Just like every other leaf module, this module also allows you to customize it to behave in any way you want it to behave. Also, since this module is built on the Anchor module, the config object is shared with Anchor. To set any configuration, simply call the config method.

Available config:

  • secretKey - This is the key with which the token is saved and used in your leaf app. If this is not specified, leaf uses the name _token as done in other frameworks like Laravel.

  • secret - This is the secret key used to encrypt the token. Leaf also has a default secret key set for you. Note that the secret key is attached to a set of unique numbers that not even leaf knows.

  • except - This is an array of routes that you want to exclude from the CSRF protection.

  • methods - This is an array of HTTP methods to apply CSRF protection to.
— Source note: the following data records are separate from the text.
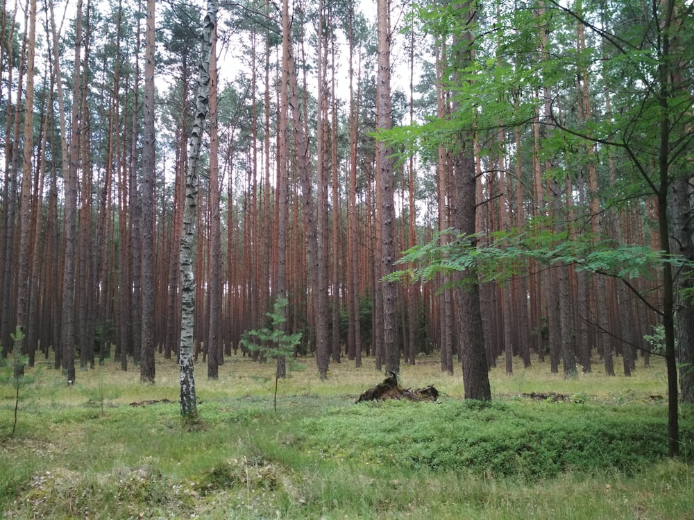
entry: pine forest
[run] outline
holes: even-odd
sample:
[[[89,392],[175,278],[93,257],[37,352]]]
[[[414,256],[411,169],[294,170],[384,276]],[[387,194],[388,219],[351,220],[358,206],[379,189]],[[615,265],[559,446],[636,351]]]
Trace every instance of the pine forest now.
[[[657,356],[677,452],[691,1],[1,1],[3,357],[171,360],[194,415],[233,356],[480,401]]]

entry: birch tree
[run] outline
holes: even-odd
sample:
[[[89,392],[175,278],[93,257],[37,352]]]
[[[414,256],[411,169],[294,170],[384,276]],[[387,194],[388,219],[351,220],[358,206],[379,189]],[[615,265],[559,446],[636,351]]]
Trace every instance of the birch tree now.
[[[193,370],[195,279],[193,274],[192,250],[196,232],[199,175],[198,168],[210,100],[210,61],[212,55],[212,33],[217,25],[219,3],[217,0],[208,0],[207,6],[207,13],[203,20],[203,48],[198,66],[195,119],[188,144],[188,169],[185,177],[183,232],[181,235],[179,252],[183,279],[180,345],[178,351],[178,366],[180,370],[180,414],[184,417],[189,418],[194,418],[198,414]]]

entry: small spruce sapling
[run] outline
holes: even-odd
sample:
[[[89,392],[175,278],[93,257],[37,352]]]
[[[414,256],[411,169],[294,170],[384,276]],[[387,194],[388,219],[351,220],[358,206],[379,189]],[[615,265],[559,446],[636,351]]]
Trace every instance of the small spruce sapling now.
[[[241,336],[241,344],[248,350],[256,351],[263,356],[278,358],[283,356],[293,360],[294,348],[301,343],[302,333],[287,334],[285,331],[287,322],[287,298],[278,297],[273,306],[272,312],[266,315],[269,327],[246,331]],[[290,366],[291,363],[290,362]],[[274,409],[277,410],[277,387],[280,374],[275,372]]]

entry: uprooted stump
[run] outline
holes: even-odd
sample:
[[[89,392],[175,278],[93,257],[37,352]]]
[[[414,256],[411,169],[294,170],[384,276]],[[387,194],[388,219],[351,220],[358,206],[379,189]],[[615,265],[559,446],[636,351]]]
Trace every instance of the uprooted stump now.
[[[385,399],[407,399],[407,401],[436,401],[439,398],[439,390],[433,386],[412,390],[403,388],[398,384],[398,376],[391,372],[391,375],[375,386],[364,390],[357,403],[364,401],[384,401]]]

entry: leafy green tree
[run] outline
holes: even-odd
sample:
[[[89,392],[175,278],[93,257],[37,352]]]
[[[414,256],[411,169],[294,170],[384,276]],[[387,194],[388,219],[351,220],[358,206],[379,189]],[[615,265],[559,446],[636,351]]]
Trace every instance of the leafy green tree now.
[[[430,153],[434,147],[450,146],[455,136],[465,131],[474,132],[480,141],[486,143],[489,132],[500,127],[540,127],[543,131],[534,160],[544,168],[541,182],[551,188],[553,203],[545,211],[544,200],[531,201],[540,211],[526,221],[524,229],[491,235],[486,243],[484,236],[459,229],[451,243],[441,243],[437,237],[411,250],[405,259],[427,266],[418,273],[424,279],[451,270],[468,273],[454,285],[475,284],[477,276],[491,281],[505,279],[509,272],[522,272],[528,259],[551,266],[573,263],[579,270],[621,279],[662,320],[668,370],[668,444],[670,453],[676,455],[675,300],[678,289],[680,295],[682,289],[686,293],[692,283],[689,272],[694,260],[688,227],[691,221],[688,150],[694,138],[694,114],[690,110],[692,78],[687,64],[694,59],[693,9],[680,0],[585,3],[522,3],[507,13],[507,24],[495,26],[489,17],[485,19],[482,11],[480,26],[475,29],[475,59],[458,67],[459,74],[452,80],[454,113],[396,129],[389,136],[394,143]],[[460,25],[450,8],[428,5],[421,13],[432,31]],[[569,35],[577,26],[585,28],[586,38],[594,44],[582,49],[571,44]],[[540,34],[550,35],[550,42],[538,41],[539,27],[547,28]],[[492,55],[490,49],[500,33],[498,54]],[[539,55],[541,59],[518,67],[518,55]],[[575,78],[588,71],[599,73],[604,85],[600,96],[592,93],[594,110],[579,118],[571,108],[577,99]],[[471,76],[474,80],[464,80]],[[514,103],[509,103],[509,92]],[[629,236],[612,236],[608,229],[598,229],[602,235],[572,232],[572,228],[582,226],[591,229],[590,219],[599,217],[587,212],[581,217],[582,222],[570,220],[578,185],[575,172],[581,169],[581,154],[576,150],[584,150],[586,144],[598,155],[609,157],[600,165],[601,182],[595,187],[600,193],[591,196],[599,198],[598,211],[616,216],[627,203],[654,200],[659,239],[657,248],[629,243]],[[482,162],[493,153],[491,146],[482,147]],[[564,207],[569,211],[560,209]],[[613,222],[618,225],[617,219]],[[671,236],[675,240],[671,241]],[[500,269],[502,265],[507,269]],[[648,302],[634,283],[654,269],[663,287],[657,305]],[[688,302],[680,297],[678,303],[679,312],[688,315],[691,299]],[[677,320],[680,333],[684,332],[680,327],[694,327],[692,321]],[[691,352],[688,343],[686,350],[680,349],[679,361],[691,363],[682,359],[684,352]]]

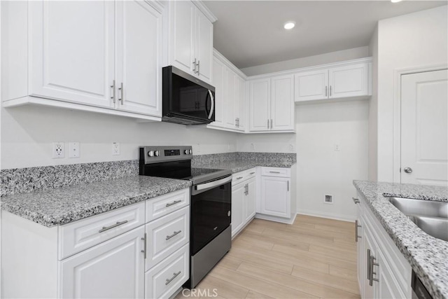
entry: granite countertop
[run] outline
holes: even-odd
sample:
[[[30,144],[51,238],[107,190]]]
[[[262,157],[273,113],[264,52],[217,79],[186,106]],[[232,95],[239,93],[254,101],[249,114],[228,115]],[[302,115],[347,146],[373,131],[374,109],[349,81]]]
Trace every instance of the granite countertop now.
[[[47,227],[62,225],[191,186],[190,181],[133,176],[1,197],[1,207]]]
[[[295,164],[295,162],[282,160],[233,160],[225,162],[210,162],[206,163],[199,163],[195,167],[211,168],[216,169],[229,169],[232,172],[239,172],[243,170],[249,169],[257,166],[267,167],[282,167],[290,168]]]
[[[448,242],[424,232],[385,196],[447,202],[448,188],[367,181],[354,185],[432,296],[447,298]]]

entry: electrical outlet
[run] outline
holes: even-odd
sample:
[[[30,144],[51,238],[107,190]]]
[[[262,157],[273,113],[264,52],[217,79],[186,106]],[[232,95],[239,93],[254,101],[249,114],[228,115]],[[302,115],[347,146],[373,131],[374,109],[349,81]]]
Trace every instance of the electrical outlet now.
[[[79,158],[80,156],[79,152],[79,142],[69,142],[69,158]]]
[[[112,155],[120,155],[120,142],[114,142],[112,144]]]
[[[59,159],[65,156],[64,142],[53,142],[52,147],[52,155],[53,159]]]
[[[333,195],[330,194],[326,194],[323,195],[323,203],[324,204],[330,204],[333,203]]]

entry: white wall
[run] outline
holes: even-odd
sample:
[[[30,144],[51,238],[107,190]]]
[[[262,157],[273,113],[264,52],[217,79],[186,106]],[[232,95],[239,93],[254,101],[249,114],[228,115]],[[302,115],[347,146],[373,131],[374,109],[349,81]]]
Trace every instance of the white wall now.
[[[138,146],[192,145],[195,155],[235,151],[237,133],[49,107],[1,108],[4,169],[139,158]],[[51,158],[52,142],[79,141],[80,158]],[[112,155],[112,143],[120,143]]]
[[[298,213],[354,221],[352,181],[368,178],[368,109],[365,100],[296,106]]]
[[[378,23],[378,181],[393,179],[394,71],[446,64],[447,20],[445,6]]]
[[[318,64],[363,58],[368,57],[368,53],[369,48],[368,46],[354,48],[352,49],[330,52],[319,55],[309,56],[307,57],[246,67],[241,70],[246,76],[255,76],[273,73],[274,71],[300,69],[301,67],[313,67]]]
[[[369,100],[369,180],[378,177],[378,27],[370,39],[372,57],[372,97]]]

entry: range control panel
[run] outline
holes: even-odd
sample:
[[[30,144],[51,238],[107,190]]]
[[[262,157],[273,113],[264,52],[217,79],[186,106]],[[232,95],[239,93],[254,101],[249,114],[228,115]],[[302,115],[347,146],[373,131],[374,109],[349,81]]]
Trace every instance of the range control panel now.
[[[188,160],[192,158],[192,146],[140,146],[140,160],[145,164]]]

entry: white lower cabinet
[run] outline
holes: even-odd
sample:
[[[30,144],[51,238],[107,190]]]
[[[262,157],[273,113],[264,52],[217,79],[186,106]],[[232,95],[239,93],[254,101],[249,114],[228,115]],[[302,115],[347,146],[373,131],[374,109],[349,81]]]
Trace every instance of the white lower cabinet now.
[[[358,219],[360,222],[358,224],[362,228],[358,228],[360,238],[357,244],[357,262],[361,298],[411,298],[410,265],[365,203],[363,197],[360,195],[358,197]]]
[[[60,262],[61,298],[143,298],[141,226]]]
[[[262,167],[260,213],[278,217],[291,216],[290,174],[287,169]]]
[[[255,216],[255,169],[233,174],[232,179],[232,237]]]
[[[169,298],[189,278],[189,204],[186,188],[52,228],[1,211],[1,297]]]
[[[190,277],[190,248],[186,244],[145,274],[145,298],[168,298]]]

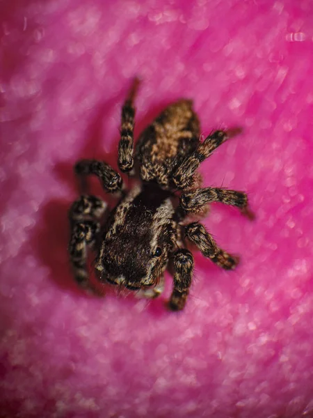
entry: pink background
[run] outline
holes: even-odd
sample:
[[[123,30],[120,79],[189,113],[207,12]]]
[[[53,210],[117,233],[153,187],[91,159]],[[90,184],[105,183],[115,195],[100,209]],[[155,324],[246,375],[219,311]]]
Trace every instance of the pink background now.
[[[0,415],[313,417],[312,2],[0,7]],[[72,165],[116,167],[134,75],[137,133],[180,97],[203,134],[244,130],[201,168],[207,185],[249,194],[255,222],[219,204],[204,221],[241,263],[225,272],[195,254],[178,314],[164,307],[168,274],[151,302],[101,299],[67,261]]]

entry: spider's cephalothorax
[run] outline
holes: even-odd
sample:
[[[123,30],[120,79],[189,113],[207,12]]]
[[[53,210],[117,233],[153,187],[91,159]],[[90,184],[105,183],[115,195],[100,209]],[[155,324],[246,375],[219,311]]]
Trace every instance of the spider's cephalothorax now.
[[[77,281],[88,286],[87,249],[97,253],[95,269],[101,281],[141,289],[146,297],[156,297],[163,287],[168,263],[174,272],[169,306],[183,309],[191,284],[193,258],[184,248],[188,241],[202,254],[227,270],[238,258],[219,248],[199,222],[188,224],[191,215],[203,214],[210,202],[237,206],[250,217],[245,193],[200,187],[197,169],[235,131],[218,130],[200,139],[199,121],[191,100],[181,100],[167,107],[141,135],[134,148],[137,82],[122,110],[118,166],[137,176],[141,183],[127,193],[122,180],[104,162],[83,160],[75,166],[80,176],[97,176],[108,193],[120,201],[102,224],[106,205],[99,197],[85,195],[70,210],[69,252]],[[231,133],[232,132],[232,133]]]

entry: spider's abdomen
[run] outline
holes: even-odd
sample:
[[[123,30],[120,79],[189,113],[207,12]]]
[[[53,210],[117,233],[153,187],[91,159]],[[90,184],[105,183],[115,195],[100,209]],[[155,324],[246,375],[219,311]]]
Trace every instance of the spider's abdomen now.
[[[141,178],[170,189],[173,172],[195,150],[199,136],[191,100],[181,100],[167,107],[139,138],[136,157]]]
[[[171,196],[147,185],[133,189],[118,206],[97,261],[104,279],[130,288],[155,284],[166,267],[172,240]]]

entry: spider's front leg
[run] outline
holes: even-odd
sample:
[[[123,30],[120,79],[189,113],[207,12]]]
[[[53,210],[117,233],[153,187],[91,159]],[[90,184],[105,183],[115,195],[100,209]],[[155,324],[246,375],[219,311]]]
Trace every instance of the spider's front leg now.
[[[237,265],[239,257],[232,256],[219,248],[211,235],[200,222],[192,222],[186,226],[186,236],[201,251],[204,257],[225,270],[233,270]]]
[[[174,172],[172,180],[175,186],[180,189],[190,188],[195,180],[194,173],[202,161],[227,139],[239,132],[239,129],[215,131],[207,137],[203,142],[200,142],[195,151],[186,157]]]
[[[185,192],[179,197],[180,206],[186,213],[198,213],[204,209],[207,203],[212,202],[236,206],[250,219],[254,217],[248,208],[247,195],[243,192],[205,187]]]
[[[134,126],[135,108],[134,100],[139,80],[135,79],[122,109],[120,139],[118,144],[118,167],[124,173],[134,167]]]
[[[121,176],[110,164],[104,161],[81,160],[75,164],[74,171],[79,176],[97,176],[103,188],[108,193],[122,190],[123,183]]]
[[[174,287],[169,301],[173,311],[182,310],[186,304],[191,285],[193,257],[188,249],[177,250],[173,256]]]
[[[81,196],[75,201],[69,212],[71,236],[68,245],[70,261],[76,281],[83,288],[88,287],[87,249],[95,241],[100,218],[106,204],[95,196]]]

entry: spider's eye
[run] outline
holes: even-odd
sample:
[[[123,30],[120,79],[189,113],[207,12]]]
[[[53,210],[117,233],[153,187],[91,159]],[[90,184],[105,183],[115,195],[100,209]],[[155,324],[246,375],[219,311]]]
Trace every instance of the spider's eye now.
[[[159,247],[157,247],[156,249],[155,250],[155,253],[153,255],[154,257],[159,257],[161,254],[162,249]]]

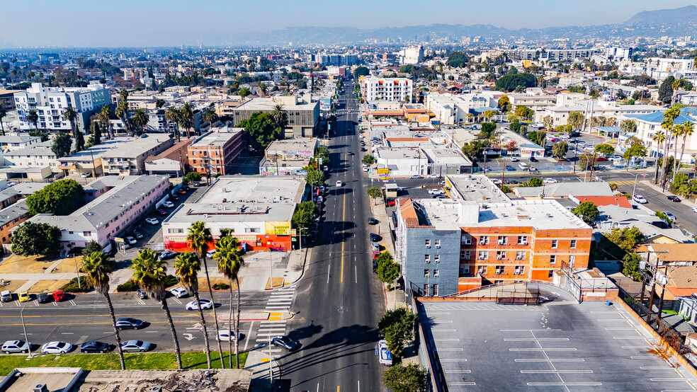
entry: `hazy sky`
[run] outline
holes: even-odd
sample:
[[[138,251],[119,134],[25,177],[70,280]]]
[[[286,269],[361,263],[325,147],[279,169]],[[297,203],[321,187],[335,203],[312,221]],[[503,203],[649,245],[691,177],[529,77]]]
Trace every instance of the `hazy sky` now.
[[[686,0],[87,0],[3,1],[0,48],[220,44],[245,31],[432,23],[506,28],[621,23]]]

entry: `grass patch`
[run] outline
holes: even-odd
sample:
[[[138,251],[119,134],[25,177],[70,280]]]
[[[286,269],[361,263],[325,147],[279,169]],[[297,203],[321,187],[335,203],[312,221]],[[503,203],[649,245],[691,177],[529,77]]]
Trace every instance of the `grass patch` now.
[[[227,352],[223,352],[227,367]],[[176,369],[176,357],[173,352],[125,353],[126,369]],[[244,367],[247,353],[239,354],[239,366]],[[220,368],[217,352],[211,350],[211,367]],[[205,353],[203,352],[182,352],[181,362],[184,369],[206,369]],[[234,364],[234,354],[232,354]],[[3,355],[0,357],[0,376],[6,376],[17,367],[81,367],[85,370],[118,370],[121,366],[118,354],[67,354],[62,355],[35,355],[27,359],[25,355]]]

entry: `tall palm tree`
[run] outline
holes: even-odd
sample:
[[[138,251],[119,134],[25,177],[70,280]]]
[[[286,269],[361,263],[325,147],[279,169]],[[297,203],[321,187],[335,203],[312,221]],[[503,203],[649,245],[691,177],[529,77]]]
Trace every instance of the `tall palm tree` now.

By default, leaf uses ["POST", "PUT", "PATCH", "DELETE"]

use Leaf\Anchor\CSRF;

CSRF::config([
  'methods' => ['GET'],
  'except' => ['/'],
]);

Token

A token is generated under the hood for your application, you can get this token to submit in forms using the token method.

$csrfToken = Leaf\Anchor\CSRF::token();

>> "TOKEN VALUE"

Form

You would usually want to append a hidden input field holding the token to a form so it doesn't fail the CSRF check. Although you can use the token method above to do just that, the form method makes it a lot easier as it renders the input field and populates it with the token.

<form ...>
  <?php Leaf\Anchor\CSRF::form(); ?>
  ...
</form>

Error Handling

By default, Leaf will output a built-in error page when a CSRF token is invalid. You can customize the messages shown on this page by updating your config object.

app()->csrf([
  'messages.tokenNotFound' => 'Token not found',
  'messages.tokenInvalid' => 'Invalid token.',
]);

This will update the messages shown when a token is not found or invalid. If you want to handle the error yourself, you can pass an error handler to the csrf method.

app()->csrf([
  'onError' => function($error) {
    if ($error === "tokenNotFound") {
      // handle token not found error
    } else {
      // handle invalid token error
    }
  }
]);

You can use this to handle the error in any way you want.